Well, here is something else that is nothing short of Amazin’. Tangible extrinsic rewards like bonuses or commissions, do not work when you need smart behaviors. In fact, research shows that the larger the monetary reward, the poorer the performance. This may sound counter intuitive. But, it is based in rigorous science and the findings have been replicated many times.
To qualify this point, financial incentives are fine if you need physical tasks performed harder or faster. But when the tasks are cognitive, cash incentives have an inverse impact on performance. Prominent psychologist, and principal contributor to this body of research, Edward Deci, theorizes that when intellectual work is controlled by an extrinsic reward, a sense of autonomy is undermined and that behavior is thwarted.
This research is captured by Daniel Pink, author of A Whole New Mind, in this ten minute video: http://www.youtube.com/watch?v=u6XAPnuFjJc
Yes, if Casey Stengel1 were alive today, he would surely label the fact that most sales organizations use rewards that do not work as truly Amazin’. To motivate smart behaviors businesses need to use intrinsic rewards that appeal to inherent human needs to be competent in what they do; to have autonomy to do it; and to have good relationships with leaders and co-workers. What is even more Amazin’, is that intrinsic rewards, not only work, they are free.
If any of you have an appetite to delve more deeply into the Amazin research that supports this post, please let me know. By the way, the New York Metropolitans are having yet another Amazin season trailing the league leaders by 23 games.
1 For readers who would like Casey’s insight into being a successful manager, here it is: “The secret to successful management is keeping the guys who hate you away from those who are undecided.”

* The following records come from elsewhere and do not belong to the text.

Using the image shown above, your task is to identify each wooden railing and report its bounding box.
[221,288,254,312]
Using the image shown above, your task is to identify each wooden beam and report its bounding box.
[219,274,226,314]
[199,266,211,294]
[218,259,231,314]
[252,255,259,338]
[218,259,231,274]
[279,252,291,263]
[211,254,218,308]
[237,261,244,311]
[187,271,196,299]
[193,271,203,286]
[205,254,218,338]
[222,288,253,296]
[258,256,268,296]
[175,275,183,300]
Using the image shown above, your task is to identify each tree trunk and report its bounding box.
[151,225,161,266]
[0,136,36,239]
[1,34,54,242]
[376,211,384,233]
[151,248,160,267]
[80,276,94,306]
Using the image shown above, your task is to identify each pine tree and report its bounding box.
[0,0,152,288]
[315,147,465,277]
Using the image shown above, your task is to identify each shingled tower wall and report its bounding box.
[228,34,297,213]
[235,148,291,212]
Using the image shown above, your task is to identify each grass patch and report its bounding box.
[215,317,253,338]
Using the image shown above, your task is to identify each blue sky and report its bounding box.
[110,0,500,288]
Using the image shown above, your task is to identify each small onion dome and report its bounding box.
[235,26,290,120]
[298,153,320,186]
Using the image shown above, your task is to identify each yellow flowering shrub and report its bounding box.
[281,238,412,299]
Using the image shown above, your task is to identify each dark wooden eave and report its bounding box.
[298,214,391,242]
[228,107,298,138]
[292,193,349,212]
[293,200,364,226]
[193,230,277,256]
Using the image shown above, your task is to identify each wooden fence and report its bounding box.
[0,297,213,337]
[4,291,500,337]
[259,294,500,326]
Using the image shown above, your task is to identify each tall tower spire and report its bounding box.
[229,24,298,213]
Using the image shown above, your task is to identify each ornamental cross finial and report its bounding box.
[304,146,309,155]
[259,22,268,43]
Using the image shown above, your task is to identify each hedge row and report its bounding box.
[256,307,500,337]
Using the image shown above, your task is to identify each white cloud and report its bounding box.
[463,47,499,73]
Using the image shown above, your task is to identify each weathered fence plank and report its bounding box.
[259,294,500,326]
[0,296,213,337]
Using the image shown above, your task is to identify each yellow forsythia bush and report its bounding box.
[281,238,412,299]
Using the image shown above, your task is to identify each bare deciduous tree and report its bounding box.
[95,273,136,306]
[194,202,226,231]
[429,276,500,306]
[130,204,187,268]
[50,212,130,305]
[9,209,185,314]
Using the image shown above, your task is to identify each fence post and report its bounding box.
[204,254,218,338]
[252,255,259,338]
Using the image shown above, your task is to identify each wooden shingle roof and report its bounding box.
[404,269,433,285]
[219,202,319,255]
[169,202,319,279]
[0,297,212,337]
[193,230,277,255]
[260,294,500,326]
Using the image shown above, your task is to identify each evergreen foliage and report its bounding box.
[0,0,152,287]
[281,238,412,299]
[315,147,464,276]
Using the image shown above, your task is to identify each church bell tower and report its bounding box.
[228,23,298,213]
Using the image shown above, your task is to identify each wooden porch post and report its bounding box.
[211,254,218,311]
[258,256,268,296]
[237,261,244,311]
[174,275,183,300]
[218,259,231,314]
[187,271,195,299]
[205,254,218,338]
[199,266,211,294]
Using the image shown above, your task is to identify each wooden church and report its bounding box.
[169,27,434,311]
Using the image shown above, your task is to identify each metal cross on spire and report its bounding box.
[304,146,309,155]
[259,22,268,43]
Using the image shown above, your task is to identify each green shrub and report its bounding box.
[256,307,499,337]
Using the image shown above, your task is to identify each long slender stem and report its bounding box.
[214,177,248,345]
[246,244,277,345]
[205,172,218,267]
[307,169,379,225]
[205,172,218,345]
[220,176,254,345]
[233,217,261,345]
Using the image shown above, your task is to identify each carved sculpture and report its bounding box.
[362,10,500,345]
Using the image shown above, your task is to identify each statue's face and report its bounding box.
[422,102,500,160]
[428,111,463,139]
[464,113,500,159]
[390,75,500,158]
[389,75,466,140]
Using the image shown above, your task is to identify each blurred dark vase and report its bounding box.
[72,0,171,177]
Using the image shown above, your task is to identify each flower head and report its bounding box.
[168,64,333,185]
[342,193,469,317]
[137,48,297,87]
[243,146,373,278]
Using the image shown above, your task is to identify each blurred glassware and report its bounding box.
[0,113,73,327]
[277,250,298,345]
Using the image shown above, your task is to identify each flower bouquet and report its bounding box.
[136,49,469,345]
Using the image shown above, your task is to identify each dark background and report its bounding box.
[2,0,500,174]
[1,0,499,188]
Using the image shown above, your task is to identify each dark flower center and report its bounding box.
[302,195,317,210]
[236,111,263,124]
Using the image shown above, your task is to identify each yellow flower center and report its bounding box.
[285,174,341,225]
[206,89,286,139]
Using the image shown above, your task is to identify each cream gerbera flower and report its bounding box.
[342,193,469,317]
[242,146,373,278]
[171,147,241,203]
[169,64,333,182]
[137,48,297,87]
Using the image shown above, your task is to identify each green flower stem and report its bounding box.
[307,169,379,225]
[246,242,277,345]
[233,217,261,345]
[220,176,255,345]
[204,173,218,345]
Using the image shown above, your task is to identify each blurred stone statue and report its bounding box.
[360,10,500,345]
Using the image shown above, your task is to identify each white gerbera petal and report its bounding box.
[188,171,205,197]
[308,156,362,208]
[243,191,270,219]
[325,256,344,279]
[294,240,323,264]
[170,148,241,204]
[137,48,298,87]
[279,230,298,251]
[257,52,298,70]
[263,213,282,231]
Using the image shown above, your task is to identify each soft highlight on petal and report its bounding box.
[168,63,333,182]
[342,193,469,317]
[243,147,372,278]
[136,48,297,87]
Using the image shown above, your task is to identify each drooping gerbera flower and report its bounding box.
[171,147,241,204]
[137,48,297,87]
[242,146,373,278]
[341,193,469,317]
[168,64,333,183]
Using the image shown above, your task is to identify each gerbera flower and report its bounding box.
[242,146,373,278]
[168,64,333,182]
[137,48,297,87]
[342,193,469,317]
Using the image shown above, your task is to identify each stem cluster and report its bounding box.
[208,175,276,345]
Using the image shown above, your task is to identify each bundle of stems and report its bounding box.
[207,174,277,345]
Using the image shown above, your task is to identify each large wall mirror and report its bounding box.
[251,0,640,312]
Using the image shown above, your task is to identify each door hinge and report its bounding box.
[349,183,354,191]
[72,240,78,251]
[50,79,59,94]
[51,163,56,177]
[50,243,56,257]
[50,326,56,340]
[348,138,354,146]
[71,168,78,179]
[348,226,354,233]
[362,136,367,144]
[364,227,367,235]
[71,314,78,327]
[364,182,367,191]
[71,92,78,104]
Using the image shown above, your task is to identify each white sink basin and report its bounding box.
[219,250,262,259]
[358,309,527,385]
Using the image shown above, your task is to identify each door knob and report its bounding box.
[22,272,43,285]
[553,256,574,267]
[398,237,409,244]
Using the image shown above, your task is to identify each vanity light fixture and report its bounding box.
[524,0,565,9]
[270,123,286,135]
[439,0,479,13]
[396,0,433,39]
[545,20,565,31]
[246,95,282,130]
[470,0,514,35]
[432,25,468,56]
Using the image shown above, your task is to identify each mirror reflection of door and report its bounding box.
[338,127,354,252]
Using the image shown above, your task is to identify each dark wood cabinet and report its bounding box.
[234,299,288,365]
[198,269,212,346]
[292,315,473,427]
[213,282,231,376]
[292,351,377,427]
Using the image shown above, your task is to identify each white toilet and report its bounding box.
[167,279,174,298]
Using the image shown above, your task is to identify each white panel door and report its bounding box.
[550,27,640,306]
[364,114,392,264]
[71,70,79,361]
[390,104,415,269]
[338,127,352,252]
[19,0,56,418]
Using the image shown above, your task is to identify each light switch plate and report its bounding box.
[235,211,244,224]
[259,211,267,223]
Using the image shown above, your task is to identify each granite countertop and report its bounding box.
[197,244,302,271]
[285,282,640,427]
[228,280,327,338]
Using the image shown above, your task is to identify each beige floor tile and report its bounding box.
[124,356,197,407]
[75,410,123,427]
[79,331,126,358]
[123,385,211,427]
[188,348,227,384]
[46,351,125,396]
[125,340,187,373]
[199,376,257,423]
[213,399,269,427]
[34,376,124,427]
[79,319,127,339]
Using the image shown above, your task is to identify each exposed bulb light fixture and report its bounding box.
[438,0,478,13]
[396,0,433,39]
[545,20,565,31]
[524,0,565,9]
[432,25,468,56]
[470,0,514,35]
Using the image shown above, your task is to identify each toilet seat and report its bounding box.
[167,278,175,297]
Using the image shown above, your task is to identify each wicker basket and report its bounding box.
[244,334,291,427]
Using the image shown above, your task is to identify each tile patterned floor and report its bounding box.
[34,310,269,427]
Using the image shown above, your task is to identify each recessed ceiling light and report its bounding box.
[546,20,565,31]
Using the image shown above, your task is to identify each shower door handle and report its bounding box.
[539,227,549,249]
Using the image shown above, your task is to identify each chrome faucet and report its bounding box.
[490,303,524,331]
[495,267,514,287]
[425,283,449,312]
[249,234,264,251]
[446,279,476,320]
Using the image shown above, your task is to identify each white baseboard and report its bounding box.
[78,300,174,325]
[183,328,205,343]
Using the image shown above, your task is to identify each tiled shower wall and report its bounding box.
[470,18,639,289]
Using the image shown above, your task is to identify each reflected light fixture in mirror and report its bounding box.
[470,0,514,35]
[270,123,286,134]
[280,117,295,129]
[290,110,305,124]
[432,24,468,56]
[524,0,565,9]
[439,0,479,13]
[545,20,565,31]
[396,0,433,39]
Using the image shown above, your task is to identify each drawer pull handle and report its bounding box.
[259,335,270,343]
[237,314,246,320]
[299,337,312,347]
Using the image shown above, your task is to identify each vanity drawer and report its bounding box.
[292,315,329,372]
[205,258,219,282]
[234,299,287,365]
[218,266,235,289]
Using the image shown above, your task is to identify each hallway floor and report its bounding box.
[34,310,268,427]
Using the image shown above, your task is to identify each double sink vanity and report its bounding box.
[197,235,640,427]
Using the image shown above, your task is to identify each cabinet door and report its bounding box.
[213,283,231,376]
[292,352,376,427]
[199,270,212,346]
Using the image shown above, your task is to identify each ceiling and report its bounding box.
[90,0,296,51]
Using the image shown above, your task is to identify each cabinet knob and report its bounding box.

Amazing, indeed! But I wonder how Pink (and Alfie Kohn) would explain the singular focus of most investment bankers, hedge fund managers, and private equity specialists on financial rewards, even in the post-crisis era. In those rarified worlds, money is the primary way of keeping score, not just institutionally but personally. Pink’s comment that you have to pay people just enough to get them to move beyond a pre-occupation with money raises the question, “How much is enough?” I am reminded of a comment attributed to author Joseph Heller. While attending an over-the-top party thrown by a hedge fund manager in The Hamptons, Heller was asked by a colleague, “How does it make you fell to know that this guy makes more money in one day than you’ve made on all your books?” Heller replied, “Maybe, but I’ve got one thing he’ll never have – enough.”